Wynlen House, 92 Monkittee Street
Visiting Wynlen House SlowFood Farm is like stepping back several generations, to a time when most families used every inch of their plots to produce fresh food.
The honking of ”guard geese” greets strangers to the 1.5-acre village block that from the front looks like any other house in the street but from the back reveals the passion of the owners – Bronwyn Richards and Helen Lynch – who have quit their days jobs to pursue their dream.
Rows of neatly arranged garden beds are packed with the burgeoning bounty of spring, but as Bronwyn explains, even Braidwood’s harsh winters don’t stop the garden producing.
”Even in the depths of this past winter, with the temperature regularly dipping below zero, we were harvesting about 50kg of produce each week.”
Throw around any catchword of modern vegetable gardening – organics, biodynamics, permaculture, companion planting, sustainability – and you’ll see it all at play in the garden.
”One of the things we’re trying to do is not overwork the land,” Bronwyn says.
”In permaculture they talk about synergy and creating an environment where everything is working together and producing more than the sum of its parts.”
In this vein, each bed produces six crops, the planting timed so that the first crop provides protection for the subsequent seedlings. Each bed is rotated several times a year to maintain and build on soil integrity.
Bronwyn says the method is more complex than companion planting and attributes its success to ”lots of research and trial and error”.
Bronwyn says it was her mother becoming ill in 2006 that made her re-evaluate her career in social and community policy development and take the plunge into gardening full-time.
”It made me think about what I really wanted to do and the answer was to produce food for other people.”
Helen, an online learning designer, has just recently swapped the keyboard for a trowel.
Together they run Wynlen House, where apart from producing fresh fruit and vegetables for the people of Braidwood and surrounds, they raise geese, chickens, pigs, turkeys and lambs for the table.
They rotate the production of animals so as not to overburden their plot, and use them as an integral part of their soil regeneration.
”When we get animals we try to incorporate them into the garden system,” Bronwyn says.

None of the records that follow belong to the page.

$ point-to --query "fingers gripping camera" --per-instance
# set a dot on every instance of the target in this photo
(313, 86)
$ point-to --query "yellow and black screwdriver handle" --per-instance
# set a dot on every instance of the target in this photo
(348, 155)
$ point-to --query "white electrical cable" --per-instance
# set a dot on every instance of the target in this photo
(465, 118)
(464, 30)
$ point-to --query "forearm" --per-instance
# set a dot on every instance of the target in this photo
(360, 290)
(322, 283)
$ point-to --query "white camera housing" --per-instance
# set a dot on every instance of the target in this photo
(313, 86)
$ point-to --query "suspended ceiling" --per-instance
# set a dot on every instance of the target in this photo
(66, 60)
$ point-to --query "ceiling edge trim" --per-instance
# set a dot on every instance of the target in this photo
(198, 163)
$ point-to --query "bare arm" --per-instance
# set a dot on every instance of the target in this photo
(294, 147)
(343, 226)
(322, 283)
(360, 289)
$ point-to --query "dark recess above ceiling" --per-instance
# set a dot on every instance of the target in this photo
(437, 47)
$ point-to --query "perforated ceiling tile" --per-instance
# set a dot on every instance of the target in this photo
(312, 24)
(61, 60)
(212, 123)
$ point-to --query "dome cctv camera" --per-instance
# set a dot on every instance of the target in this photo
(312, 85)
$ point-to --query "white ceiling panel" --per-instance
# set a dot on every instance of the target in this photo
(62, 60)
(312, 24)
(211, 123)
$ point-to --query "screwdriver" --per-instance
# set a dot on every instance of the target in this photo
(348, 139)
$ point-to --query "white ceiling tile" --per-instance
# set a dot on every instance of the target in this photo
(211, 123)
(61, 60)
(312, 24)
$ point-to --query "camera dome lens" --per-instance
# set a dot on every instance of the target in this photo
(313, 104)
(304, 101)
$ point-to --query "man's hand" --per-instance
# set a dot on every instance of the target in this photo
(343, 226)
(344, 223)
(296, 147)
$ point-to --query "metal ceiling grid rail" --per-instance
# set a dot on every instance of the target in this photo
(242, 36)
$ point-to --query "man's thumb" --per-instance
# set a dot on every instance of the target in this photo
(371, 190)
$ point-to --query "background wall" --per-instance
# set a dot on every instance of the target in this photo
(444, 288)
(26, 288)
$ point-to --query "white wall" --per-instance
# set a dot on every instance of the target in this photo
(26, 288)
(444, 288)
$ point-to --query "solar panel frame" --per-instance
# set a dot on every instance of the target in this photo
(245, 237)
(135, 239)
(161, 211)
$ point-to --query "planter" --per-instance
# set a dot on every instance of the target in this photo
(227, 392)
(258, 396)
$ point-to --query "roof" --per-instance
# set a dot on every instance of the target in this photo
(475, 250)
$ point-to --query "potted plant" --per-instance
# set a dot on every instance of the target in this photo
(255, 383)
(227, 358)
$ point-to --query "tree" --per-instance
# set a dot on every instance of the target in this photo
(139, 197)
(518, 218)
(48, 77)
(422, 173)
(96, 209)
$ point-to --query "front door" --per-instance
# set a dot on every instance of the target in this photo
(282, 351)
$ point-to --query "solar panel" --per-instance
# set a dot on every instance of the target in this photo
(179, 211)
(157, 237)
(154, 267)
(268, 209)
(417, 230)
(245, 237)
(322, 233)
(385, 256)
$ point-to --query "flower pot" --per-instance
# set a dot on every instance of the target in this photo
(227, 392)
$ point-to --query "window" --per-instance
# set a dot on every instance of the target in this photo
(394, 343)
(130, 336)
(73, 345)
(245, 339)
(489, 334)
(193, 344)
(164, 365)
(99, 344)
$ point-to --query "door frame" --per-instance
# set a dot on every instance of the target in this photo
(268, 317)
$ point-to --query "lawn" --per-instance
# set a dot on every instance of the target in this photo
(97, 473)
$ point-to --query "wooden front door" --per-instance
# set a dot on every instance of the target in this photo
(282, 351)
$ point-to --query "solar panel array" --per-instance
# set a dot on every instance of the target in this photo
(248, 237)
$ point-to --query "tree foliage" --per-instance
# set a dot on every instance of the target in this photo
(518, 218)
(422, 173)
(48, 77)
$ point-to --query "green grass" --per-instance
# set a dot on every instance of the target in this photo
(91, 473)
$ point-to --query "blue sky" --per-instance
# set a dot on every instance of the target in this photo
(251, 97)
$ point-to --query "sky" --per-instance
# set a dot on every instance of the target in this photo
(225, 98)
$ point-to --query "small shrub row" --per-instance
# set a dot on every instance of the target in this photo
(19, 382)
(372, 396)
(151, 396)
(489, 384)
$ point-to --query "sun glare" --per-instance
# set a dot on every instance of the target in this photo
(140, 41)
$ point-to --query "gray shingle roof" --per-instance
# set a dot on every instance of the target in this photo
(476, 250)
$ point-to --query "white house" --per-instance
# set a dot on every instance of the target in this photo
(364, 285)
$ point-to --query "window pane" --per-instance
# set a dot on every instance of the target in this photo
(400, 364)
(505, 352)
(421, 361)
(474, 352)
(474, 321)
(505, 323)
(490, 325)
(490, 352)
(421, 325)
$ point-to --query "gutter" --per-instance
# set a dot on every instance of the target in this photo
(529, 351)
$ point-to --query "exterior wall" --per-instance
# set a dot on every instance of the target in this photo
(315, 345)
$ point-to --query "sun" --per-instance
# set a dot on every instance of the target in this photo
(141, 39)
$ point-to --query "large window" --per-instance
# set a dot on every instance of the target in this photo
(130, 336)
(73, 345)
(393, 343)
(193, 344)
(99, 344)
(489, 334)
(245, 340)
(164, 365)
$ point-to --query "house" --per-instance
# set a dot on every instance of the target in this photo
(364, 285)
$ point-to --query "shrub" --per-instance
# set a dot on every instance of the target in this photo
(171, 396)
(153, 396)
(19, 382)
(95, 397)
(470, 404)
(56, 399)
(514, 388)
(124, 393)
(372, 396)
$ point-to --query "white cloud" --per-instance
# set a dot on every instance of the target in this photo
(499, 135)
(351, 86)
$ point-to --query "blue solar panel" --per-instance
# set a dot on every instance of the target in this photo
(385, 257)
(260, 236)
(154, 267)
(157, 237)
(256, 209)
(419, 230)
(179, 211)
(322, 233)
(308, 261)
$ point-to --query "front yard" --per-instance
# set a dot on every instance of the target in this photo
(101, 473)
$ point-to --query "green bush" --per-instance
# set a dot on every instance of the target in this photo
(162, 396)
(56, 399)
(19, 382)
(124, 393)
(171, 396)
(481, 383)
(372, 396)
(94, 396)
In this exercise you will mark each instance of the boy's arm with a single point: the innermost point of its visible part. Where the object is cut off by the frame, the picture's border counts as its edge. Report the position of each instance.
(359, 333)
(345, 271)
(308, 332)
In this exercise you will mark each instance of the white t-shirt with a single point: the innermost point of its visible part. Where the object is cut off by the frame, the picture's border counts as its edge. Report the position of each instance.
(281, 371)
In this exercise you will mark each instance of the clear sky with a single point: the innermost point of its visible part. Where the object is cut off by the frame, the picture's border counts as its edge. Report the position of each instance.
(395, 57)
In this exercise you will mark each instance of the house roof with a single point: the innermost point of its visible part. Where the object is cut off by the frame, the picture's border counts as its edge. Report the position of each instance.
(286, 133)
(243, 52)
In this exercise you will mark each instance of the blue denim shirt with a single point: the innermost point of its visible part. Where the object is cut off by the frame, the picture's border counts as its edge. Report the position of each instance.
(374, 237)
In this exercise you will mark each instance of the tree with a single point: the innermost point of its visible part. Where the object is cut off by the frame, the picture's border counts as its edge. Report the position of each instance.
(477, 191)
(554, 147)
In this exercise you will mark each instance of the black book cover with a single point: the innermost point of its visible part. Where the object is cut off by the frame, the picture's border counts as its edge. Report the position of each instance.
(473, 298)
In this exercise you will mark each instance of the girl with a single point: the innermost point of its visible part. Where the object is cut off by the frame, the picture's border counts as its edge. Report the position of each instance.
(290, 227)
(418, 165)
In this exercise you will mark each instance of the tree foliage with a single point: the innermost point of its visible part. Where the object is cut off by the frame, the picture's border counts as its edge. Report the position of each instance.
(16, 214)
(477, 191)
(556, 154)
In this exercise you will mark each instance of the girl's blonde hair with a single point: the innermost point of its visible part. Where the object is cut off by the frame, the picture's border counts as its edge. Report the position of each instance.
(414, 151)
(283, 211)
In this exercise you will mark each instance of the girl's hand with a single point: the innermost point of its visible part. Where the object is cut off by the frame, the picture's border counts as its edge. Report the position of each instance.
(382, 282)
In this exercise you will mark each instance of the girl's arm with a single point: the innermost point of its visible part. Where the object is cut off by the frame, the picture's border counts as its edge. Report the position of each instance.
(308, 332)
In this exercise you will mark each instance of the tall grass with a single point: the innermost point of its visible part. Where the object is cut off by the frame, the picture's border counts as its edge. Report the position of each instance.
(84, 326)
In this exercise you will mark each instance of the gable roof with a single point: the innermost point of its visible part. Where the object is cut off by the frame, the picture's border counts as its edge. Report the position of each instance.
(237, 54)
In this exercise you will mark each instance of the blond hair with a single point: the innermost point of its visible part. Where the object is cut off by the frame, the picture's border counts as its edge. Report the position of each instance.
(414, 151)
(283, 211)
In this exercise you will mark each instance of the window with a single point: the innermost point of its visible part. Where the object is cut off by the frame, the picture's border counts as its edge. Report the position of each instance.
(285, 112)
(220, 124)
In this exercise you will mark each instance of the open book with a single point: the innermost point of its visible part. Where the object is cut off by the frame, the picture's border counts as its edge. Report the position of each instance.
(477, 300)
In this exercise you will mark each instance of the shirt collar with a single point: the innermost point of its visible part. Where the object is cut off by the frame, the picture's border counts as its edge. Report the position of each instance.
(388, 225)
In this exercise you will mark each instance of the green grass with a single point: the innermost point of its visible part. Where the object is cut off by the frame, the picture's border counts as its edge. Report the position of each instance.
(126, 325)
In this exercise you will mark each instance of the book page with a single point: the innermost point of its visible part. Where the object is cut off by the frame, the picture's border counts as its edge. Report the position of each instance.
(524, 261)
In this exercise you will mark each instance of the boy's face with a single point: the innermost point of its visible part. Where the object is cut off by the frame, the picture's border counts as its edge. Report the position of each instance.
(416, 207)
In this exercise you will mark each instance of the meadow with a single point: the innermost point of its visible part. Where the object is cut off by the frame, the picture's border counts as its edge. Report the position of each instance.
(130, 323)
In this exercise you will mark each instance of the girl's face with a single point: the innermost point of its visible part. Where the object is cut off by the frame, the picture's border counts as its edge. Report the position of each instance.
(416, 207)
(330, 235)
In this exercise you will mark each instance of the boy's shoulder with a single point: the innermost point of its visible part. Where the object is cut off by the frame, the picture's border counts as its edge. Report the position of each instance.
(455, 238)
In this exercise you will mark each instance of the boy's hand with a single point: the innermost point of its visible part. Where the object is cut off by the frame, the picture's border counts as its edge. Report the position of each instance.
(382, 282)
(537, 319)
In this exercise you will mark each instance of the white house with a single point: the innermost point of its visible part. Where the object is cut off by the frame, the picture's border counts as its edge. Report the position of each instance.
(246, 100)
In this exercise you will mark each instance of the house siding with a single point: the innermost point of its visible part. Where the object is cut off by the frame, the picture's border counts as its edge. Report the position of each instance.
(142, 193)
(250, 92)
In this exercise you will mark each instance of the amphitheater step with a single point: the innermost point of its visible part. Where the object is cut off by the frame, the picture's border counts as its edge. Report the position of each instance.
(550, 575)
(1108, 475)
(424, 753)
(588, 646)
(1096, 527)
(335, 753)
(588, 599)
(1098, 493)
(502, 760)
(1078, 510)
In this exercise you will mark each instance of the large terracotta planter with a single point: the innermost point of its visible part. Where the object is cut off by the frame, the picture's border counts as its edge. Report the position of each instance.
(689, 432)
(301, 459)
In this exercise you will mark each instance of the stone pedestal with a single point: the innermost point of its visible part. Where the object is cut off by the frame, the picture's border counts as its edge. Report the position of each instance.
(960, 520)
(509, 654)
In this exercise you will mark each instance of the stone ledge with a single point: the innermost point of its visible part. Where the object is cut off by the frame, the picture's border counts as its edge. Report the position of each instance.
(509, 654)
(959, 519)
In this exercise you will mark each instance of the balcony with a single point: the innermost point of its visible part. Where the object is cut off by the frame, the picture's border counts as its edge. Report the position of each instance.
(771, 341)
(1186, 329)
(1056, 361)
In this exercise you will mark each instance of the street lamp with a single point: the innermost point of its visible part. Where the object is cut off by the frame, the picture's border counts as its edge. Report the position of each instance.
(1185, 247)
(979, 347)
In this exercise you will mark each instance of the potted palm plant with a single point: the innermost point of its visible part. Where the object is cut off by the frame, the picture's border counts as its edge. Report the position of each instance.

But isn’t is hard raising animals that will eventually end up on your plate?
”It’s important to keep the focus on why you’re raising animals – it’s about raising food,” Helen says.
One strategy they’ve adopted for not getting too attached is naming their pigs things like ”Prosciutto” and ”Mr Crackles”. But they admit there have been a few animals that have crossed over the food divide to become pets: including Millie the goose and Monte the duck who enjoy an amusing, if not unconventional, love affair.
The couple estimates they are about 80 per cent self-sufficient and they share their knowledge through several workshops each year, on topics including ”Growing organic animals” and ”All-season cool climate vegetable growing”.
They’ve also been instrumental in establishing the Braidwood Garlic Project, a network of garlic growers formed in 2012 to demonstrate the potential for garlic as a commercial crop in the Braidwood area.
”This is simple honest food of the highest quality. It is food with soul and we believe you can taste the difference.”
* The entrance fee allows visitors to wander around the micro village farm and for a small additional fee Bronwyn and Helen will be providing guided tours of their garden and farm.